Most agreed that, if division 3, part III is to be re-enacted, it must be sunsetted. A 10-year sunset clause is clearly too long. That is why Labor is moving an amendment to reduce the sunset clause to five years. Many of my constituents have contacted me with concerns about the ways in which civil and human rights in Australia have been threatened in recent years. I strongly believe that, whilst we need to protect our citizens from terrorism, we must also protect their human rights and our system of democracy. As my colleague the member for Brisbane said earlier today, Australia needs tough laws to deal with terrorism—there is no doubt about that. But just as important are well-balanced laws that target the terrorists, not innocent citizens. We need strong safeguards to protect the civil and human rights that are fundamental to our freedoms. We must ensure that, in responding to terrorism, we do not undermine or destroy the very liberties that we are seeking to protect. Terry Higgins, Chief Justice of the ACT Supreme Court, said in October 2005:

Can we still claim to live in a democratic state if we do not have the most basic democratic rights? It is important to guard against the violation of civil liberties regardless of whether the challenger is a radical terrorist, or an unduly prescriptive piece of legislation.

Chief Justice Higgins was expressing his concerns at the Howard government’s proposed antiterrorism laws last year. The Howard government has shown that it is not very good at maintaining that important balance between having tough laws to protect our citizens from terrorism and, at the same time, protecting their civil rights and human rights. The Howard government’s behaviour over the last few years has shown an arrogance and a lack of consultation with state and territory governments and with the public. We must take a balanced approach to protection from terrorism and protection of civil and human rights, and that is why I will support Labor’s amendments to this bill.

Can I again refer to Justice Terry Higgins. I would like to further quote, if I may. He said in an article in the Canberra Times in October last year:

The argument that it is simply a matter of “extraordinary times call for extraordinary measures” is initially persuasive, but less compelling when subject to closer scrutiny. History has shown that, unfortunately, once taken away, rights don’t tend to hover in the stratosphere, waiting to be reactivated. There is the problem that measures that are introduced during times of national emergency have a nasty habit of outstaying their welcome.

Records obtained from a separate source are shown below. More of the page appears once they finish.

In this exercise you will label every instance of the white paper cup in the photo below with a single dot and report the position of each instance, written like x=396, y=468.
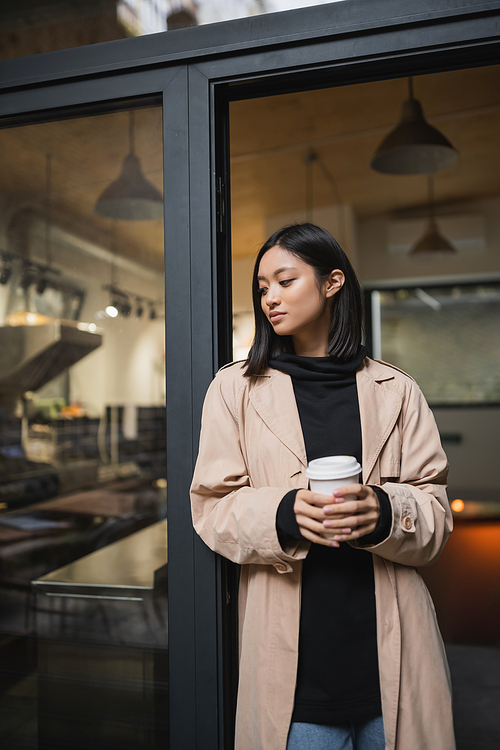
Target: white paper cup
x=326, y=474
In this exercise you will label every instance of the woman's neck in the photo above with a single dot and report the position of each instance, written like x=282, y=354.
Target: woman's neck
x=310, y=346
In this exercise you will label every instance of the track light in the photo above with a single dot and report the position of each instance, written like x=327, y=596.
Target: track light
x=125, y=308
x=26, y=278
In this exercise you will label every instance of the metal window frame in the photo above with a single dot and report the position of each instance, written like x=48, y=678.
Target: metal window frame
x=197, y=72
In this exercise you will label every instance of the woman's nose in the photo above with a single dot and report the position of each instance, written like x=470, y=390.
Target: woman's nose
x=273, y=296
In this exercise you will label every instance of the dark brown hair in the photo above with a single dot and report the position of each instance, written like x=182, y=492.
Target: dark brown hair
x=316, y=247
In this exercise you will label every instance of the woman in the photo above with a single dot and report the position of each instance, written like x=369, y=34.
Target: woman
x=339, y=645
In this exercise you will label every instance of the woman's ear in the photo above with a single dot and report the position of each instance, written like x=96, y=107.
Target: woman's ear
x=334, y=283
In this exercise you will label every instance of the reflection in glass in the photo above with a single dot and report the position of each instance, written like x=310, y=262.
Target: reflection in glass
x=83, y=639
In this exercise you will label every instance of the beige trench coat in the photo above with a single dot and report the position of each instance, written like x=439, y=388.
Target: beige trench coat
x=251, y=453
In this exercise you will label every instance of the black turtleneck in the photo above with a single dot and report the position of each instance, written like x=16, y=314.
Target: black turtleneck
x=337, y=677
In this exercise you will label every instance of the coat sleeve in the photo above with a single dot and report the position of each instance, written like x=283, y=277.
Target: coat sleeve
x=421, y=515
x=233, y=518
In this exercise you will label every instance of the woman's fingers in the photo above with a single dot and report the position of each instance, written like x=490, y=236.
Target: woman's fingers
x=342, y=519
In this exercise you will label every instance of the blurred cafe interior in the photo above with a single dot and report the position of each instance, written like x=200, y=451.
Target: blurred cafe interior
x=82, y=426
x=83, y=485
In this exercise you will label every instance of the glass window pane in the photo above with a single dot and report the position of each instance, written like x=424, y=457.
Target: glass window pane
x=83, y=634
x=426, y=332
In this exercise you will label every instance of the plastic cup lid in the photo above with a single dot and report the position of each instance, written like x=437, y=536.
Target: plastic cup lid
x=333, y=467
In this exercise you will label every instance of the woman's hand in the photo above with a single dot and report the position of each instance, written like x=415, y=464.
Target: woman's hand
x=352, y=512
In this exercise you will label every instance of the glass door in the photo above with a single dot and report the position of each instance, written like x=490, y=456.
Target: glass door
x=83, y=617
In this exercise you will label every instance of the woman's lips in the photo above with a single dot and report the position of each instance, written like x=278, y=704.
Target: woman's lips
x=275, y=317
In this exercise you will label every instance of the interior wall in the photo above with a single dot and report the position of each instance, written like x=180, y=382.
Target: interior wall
x=473, y=461
x=378, y=264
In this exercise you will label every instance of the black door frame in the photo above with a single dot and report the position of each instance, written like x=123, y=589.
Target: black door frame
x=197, y=72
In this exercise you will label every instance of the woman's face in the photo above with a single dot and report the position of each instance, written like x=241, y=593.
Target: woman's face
x=291, y=298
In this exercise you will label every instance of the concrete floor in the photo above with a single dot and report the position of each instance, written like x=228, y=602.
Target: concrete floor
x=476, y=692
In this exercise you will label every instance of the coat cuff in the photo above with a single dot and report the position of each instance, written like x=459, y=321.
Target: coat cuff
x=384, y=524
x=287, y=527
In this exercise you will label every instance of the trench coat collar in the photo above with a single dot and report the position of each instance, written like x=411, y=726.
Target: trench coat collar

I would like to conclude with a quote by Robert Maynard Hutchins:

The death of democracy is not likely to be an assassination from ambush. It will be a slow extinction from apathy, indifference, and undernourishment.

It is absolutely important; it is absolutely vital. Yes, we do need to have strong laws at a time like this, but the balance that has to be struck between the need for those laws and the need to uphold basic human rights and the freedom of our democracy is no less important. I very strongly support our foreshadowed amendments to this bill and I strongly suggest that the government pay due attention to them.